Il lavoro dello scrittore è davvero solitario, e non ha nulla di «donné». Un pittore parte inizialmente da quattro linee, i quattro lati della tela, e ne crea una quinta. Lo scrittore muove dal nulla – fissando l’abisso del linguaggio, dove occorre creare ogni frase e tentare ogni sequenza di parole, per quanto brutta sia – e ci deve trovare l’unica stringa che funzioni, con l’ulteriore tormento che, sebbene a volte le sequenze di suoni possano diventare belle, di per se stesse le parole non lo sono mai come possono esserlo invece le linee. Di conseguenza, gli scrittori sono soli anche quando sono in compagnia, intenti a girare e rigirare frasi nella propria testa, mentre gli artisti non possono fare altrettanto con le immagini. Gli artisti elaborano le loro immagini, naturalmente, e si precipitano nel loro atelier per proseguire, ma l’immagine esiste comunque fuori dalla loro testa. Le arti visive, malgrado tutta la loro occulta obliquità, sono reali. Metà dell’effetto di un oggetto d’arte sta nella sua pura realtà oggettiva. È grande, scuro, levigato e denso; è piccolo, lucente e misterioso. L’oggetto esiste – qui e ora – anche quando cerca di rappresentare una scena o un luogo. La scrittura, per quanto sia intensa e accurata, ha la natura d’un riflesso. Non ha alcuna vita materiale, al di fuori dei materiali di cui s’avvale. I colpi di pennello sono al tempo stesso ciò che indicano e ciò che sono. Le parole sono soltanto ciò che significano; ridotte a meri suoni, diventano prive di senso.
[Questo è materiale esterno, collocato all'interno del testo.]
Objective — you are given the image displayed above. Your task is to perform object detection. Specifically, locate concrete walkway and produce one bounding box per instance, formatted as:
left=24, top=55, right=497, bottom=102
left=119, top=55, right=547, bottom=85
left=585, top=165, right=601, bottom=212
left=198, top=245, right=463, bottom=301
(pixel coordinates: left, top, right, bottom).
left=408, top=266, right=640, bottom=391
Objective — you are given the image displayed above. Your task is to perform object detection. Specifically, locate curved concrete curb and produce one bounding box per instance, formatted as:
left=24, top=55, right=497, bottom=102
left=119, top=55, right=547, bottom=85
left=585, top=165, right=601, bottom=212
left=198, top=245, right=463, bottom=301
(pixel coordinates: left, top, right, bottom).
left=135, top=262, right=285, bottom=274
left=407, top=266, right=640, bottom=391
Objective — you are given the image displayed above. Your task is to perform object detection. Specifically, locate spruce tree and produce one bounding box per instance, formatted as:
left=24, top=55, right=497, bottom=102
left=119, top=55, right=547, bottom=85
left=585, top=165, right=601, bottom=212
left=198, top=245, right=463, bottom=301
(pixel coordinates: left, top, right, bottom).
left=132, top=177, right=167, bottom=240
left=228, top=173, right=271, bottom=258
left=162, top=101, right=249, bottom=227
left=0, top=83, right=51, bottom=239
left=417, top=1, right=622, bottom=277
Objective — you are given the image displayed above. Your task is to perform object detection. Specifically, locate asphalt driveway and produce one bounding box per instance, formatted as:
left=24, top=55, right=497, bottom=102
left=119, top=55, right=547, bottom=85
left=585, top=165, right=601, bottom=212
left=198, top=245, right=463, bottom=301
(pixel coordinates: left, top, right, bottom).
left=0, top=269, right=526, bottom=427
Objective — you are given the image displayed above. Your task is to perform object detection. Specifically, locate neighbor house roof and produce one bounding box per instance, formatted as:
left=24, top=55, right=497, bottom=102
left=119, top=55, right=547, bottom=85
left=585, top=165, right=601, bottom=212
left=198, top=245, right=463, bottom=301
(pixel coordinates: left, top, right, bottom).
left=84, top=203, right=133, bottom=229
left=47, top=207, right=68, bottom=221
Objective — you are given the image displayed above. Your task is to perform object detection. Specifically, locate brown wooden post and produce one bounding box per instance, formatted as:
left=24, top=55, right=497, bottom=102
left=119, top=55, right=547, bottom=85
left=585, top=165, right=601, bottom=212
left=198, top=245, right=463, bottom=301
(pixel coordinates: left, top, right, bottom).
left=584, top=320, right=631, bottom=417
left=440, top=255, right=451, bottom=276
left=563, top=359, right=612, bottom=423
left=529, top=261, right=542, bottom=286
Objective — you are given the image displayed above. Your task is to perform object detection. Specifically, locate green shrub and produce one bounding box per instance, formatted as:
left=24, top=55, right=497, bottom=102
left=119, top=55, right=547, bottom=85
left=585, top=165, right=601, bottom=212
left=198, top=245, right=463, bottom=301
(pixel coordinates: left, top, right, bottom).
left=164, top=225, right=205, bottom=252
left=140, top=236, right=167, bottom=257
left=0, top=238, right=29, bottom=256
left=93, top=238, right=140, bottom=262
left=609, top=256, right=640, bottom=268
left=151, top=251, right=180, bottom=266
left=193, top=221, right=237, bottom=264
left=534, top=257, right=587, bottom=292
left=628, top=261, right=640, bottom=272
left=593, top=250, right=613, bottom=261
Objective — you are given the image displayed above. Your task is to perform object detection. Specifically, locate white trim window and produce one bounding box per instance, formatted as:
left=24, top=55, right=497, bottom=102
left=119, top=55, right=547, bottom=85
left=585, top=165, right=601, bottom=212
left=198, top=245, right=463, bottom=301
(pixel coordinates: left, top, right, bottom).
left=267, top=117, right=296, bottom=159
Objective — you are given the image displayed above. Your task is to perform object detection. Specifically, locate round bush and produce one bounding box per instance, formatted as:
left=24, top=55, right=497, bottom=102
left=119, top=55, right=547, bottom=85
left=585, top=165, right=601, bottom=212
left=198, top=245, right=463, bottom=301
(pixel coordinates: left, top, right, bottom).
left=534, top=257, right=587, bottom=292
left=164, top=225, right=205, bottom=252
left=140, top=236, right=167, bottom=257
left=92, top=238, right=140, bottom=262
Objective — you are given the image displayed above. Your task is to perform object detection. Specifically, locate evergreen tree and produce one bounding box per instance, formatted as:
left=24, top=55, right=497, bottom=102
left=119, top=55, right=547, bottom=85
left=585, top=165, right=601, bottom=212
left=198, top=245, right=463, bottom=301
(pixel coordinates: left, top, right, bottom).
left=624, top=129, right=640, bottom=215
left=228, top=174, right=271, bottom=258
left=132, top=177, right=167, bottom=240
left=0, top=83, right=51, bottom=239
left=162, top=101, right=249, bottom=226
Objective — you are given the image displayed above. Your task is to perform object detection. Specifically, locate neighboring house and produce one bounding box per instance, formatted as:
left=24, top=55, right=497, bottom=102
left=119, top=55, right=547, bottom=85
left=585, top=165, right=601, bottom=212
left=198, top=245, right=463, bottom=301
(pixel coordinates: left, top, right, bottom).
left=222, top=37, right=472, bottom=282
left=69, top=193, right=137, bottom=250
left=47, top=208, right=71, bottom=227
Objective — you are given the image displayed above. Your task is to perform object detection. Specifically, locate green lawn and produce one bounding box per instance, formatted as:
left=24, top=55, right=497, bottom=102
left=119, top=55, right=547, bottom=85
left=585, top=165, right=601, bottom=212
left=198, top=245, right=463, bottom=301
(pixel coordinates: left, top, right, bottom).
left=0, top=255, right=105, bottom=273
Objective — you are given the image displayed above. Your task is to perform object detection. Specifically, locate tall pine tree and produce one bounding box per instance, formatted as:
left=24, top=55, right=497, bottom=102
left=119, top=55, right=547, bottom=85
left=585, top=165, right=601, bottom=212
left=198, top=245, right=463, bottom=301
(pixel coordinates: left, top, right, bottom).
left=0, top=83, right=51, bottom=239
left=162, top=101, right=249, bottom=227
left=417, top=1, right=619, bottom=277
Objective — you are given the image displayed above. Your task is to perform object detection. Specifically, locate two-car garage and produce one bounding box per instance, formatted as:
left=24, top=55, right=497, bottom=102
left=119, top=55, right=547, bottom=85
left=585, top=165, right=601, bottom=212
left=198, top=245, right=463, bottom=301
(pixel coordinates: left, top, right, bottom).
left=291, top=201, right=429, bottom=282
Noi elogiamo il bel suono di certe parole o di certe espressioni – «pomeriggio d’estate», «musica di Natale» – ma in realtà, spogliate dei loro referenti, non sono che borbottii come tanti altri.

In questo semplice senso, le frasi dello scrittore non hanno alcuna esistenza, e la loro collocazione sulla pagina non è che un luogo illusorio dove sostare prima di precipitarsi dalla testa dello scrittore a quella di un lettore, sempre che là fuori ce ne sia uno. L’opera dello scrittore davvero non esiste fuori della testa del lettore, ed è raro che nel mondo immediatamente a contatto con lo scrittore ci siano lettori. Certo, gridiamo delle frasi ai nostri coniugi, i quali immancabilmente fingono di ascoltarle. Private del loro contesto, però, le frasi che gridiamo loro hanno poco senso: sono un po’ come il gatto di quei diagrammi quantistici, esistono soltanto quando sono percepite. Prima di allora, non fanno che saltare qua e là nella testa dello scrittore. Là dentro non possono essere abbandonate o posate nemmeno per un istante, come un neonato con le coliche (forse è per questo che agli scrittori piace scrivere dell’allevare figli: già sanno com’è avere la responsabilità di qualcuno che non dorme mai e concede un sorriso ogni tanto). «Solitario» per un pittore significa meditabondo; per uno scrittore vuol dire veramente solo.